Chief Warrant Officer 4 Mason Dearing is a father of two, a native of Peoria, Ill., and the senior maintenance technician for the 8th TSC's logistical support section responsible for all maintenance issues spanning from Korea to Alaska to Hawaii.
"He's a blue collar, hard working professional," Legler continued. "Very dependable. He is what I want in a warrant officer."
While he makes it look effortless, it hasn't always been the simplest ride for Dearing to reach this pinnacle.
The 24-year Army veteran spent approximately five years of his life in deployed environments. He's seen his share of combat, complete with rockets, mortars, and improvised explosive devices. One such blast brought him to death's door and changed his life forever.
"The IED's at the time were pretty intense; they were going off as soon as we would leave the gate" he described his 2003 deployment to Ramadi, Iraq. "We had no up-armored [vehicles] during that time; we had to make our own doors, so we started cutting our own metals and putting on the doors ourselves."
Dearing had made frequent trips outside of the forward operating base's gates with his team handling maintenance throughout the Sunni Triangle, a densely-populated region of Iraq to the northwest of Baghdad that is inhabited mostly by Sunni Muslim Arabs. Each side of the triangle is approximately 125 miles long. But, he said, this trip was different.
"We were getting ready to go out the gate and my major and a couple other guys look back at me in the back seat and said, 'Chief, are you ready?' I could see something in everybody's eyes," he explained. "When you go out as much as we did, you just have a feeling. You get a sense of when it's going to be a good ride, or when things are going to get bad. You look each other in the eye and there's this look that everybody gives each other that this may be it. We knew something was going to happen. No kidding, we knew when we rolled out that gate. We just prayed to God that we could get through it."
They were about five miles from the gate when the IED went off. The impact of the blast blew the vehicle's windows out.

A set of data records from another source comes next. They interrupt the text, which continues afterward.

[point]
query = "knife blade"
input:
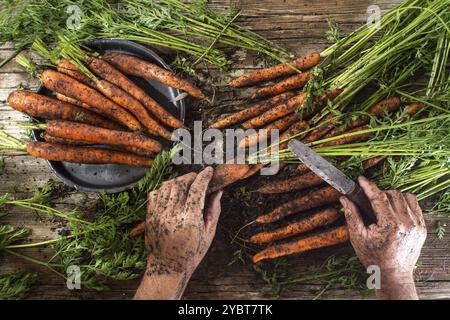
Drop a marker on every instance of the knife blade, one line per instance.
(334, 177)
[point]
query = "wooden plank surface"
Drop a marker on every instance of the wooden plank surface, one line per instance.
(298, 25)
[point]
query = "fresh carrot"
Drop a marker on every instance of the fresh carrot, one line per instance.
(75, 154)
(325, 239)
(306, 181)
(68, 68)
(44, 107)
(86, 133)
(318, 198)
(128, 64)
(281, 125)
(252, 111)
(72, 88)
(128, 102)
(276, 112)
(55, 140)
(261, 75)
(317, 220)
(227, 174)
(104, 70)
(293, 82)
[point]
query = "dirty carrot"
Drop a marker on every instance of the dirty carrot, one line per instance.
(276, 112)
(318, 198)
(280, 124)
(76, 154)
(86, 133)
(44, 107)
(128, 64)
(251, 112)
(56, 140)
(325, 239)
(227, 174)
(261, 75)
(104, 70)
(130, 103)
(72, 88)
(317, 220)
(68, 68)
(293, 82)
(308, 180)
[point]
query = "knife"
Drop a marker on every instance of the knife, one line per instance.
(334, 177)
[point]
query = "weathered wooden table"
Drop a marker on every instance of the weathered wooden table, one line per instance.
(298, 25)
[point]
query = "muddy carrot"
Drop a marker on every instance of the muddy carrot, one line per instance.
(317, 220)
(128, 64)
(325, 239)
(293, 82)
(261, 75)
(280, 124)
(104, 70)
(251, 112)
(76, 154)
(72, 88)
(318, 198)
(68, 68)
(44, 107)
(275, 113)
(306, 181)
(86, 133)
(128, 102)
(55, 140)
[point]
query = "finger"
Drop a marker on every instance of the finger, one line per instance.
(212, 214)
(400, 207)
(378, 199)
(354, 221)
(180, 189)
(415, 208)
(195, 201)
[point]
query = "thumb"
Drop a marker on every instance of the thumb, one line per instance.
(212, 214)
(355, 223)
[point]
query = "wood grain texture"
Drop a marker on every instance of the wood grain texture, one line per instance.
(298, 25)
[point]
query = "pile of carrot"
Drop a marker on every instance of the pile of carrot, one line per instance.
(105, 109)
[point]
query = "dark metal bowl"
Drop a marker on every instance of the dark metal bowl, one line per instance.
(114, 178)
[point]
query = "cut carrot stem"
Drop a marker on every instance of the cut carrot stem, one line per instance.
(318, 198)
(317, 220)
(261, 75)
(325, 239)
(291, 83)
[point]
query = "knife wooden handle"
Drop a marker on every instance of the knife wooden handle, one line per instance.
(360, 199)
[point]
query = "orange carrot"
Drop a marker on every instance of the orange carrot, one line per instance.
(293, 82)
(75, 154)
(251, 112)
(318, 198)
(72, 88)
(132, 65)
(128, 102)
(109, 73)
(44, 107)
(317, 220)
(85, 133)
(261, 75)
(325, 239)
(276, 112)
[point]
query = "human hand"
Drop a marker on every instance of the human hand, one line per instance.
(178, 232)
(394, 243)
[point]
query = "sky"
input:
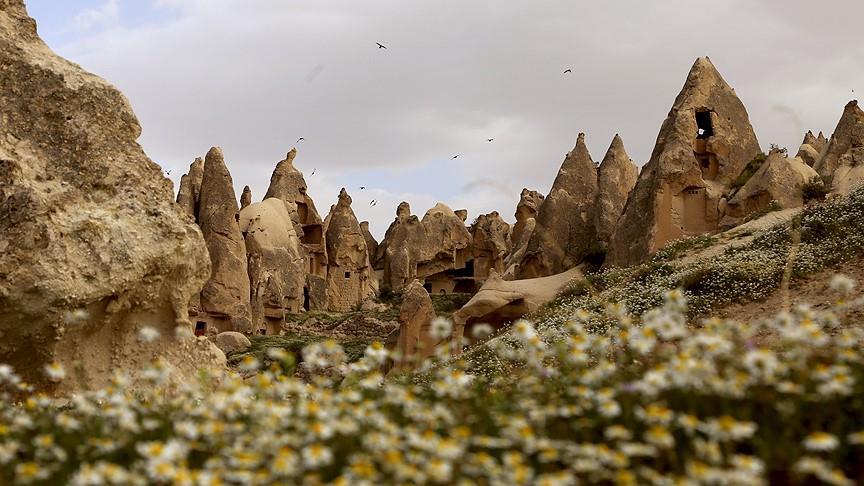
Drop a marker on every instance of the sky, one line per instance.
(253, 76)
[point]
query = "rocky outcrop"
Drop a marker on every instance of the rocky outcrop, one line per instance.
(246, 197)
(526, 214)
(779, 179)
(276, 262)
(616, 177)
(415, 342)
(500, 302)
(401, 248)
(565, 225)
(93, 248)
(189, 194)
(371, 242)
(491, 245)
(349, 275)
(843, 159)
(703, 145)
(225, 297)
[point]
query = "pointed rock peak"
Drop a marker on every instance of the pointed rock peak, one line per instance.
(344, 198)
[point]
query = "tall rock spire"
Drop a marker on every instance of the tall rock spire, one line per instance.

He said, "The blast was so loud and very intense. We wobbled off the road and immediately checked each other out to see what injuries we sustained."
Initially, no one in the vehicle appeared to be hurt, he said. So after a few hours, they brought the vehicle back to base and went through the mandatory checkups that Soldiers receive after incidents.
"When I was getting checked out, I had a headache, I had stuff coming out of my ears, and my heart wasn't beating right; the rhythm was off, and I really didn't know what was going on," he said. "Me being an athlete my whole life and coming into the Army, I knew that something was wrong. I could feel it."
Dearing was released from the medical team to his quarters. When he laid down on his bunk for the night, his heart stopped. He was flown to Baghdad immediately and landed directly into a mass casualty event.
"The hospital was really ramped up," he said. "At this point during the war, the enemy was attacking ambulances and shooting at the wounded."
The medical teams at Baghdad used what equipment they had to test Dearing, but were unable to determine the cause of his heart palpitations, so they gave him some medication to calm him and sent him back to his unit in Ramadi. He was able to see a cardiologist, when he redeployed to Ft. Riley, Kan.
"The cardiologist came back and said, 'Chief, you've got a break in here. You had a heart attack, and there is a scar on your heart,'" he said. "The doctor told me that other than the medication I have to take, there is nothing more that she can do. The scar was way down inside my heart on the left side; it's so far down that she could not reach it. So I'm going to have this rhythm problem for the rest of my life."
A decade, two deployments, two promotions, and a lot of paperwork later, and he found himself in the 8th TSC headquarters, listening to Col. Lance Cordoni, chief surgeon now stationed in Heidelberg, Germany, who helped Dearing connect with the Purple Heart Association, and Maj. Gen. Steven Lyons, the commander of the 8th TSC, tell Dearing's story.
The Dearing family shed tears during the moving affirmation, as their Soldier was pinned with the Purple Heart Medal.
"I will have to carry these pills and this injury for the rest of my life," he shared with the group. "But this medal brings some closure for me. I can take this medal and wear it, and I know this represents more than just what I went through. It represents all the men and women that earned this award and may not have received it. This is as much for them as it is for me."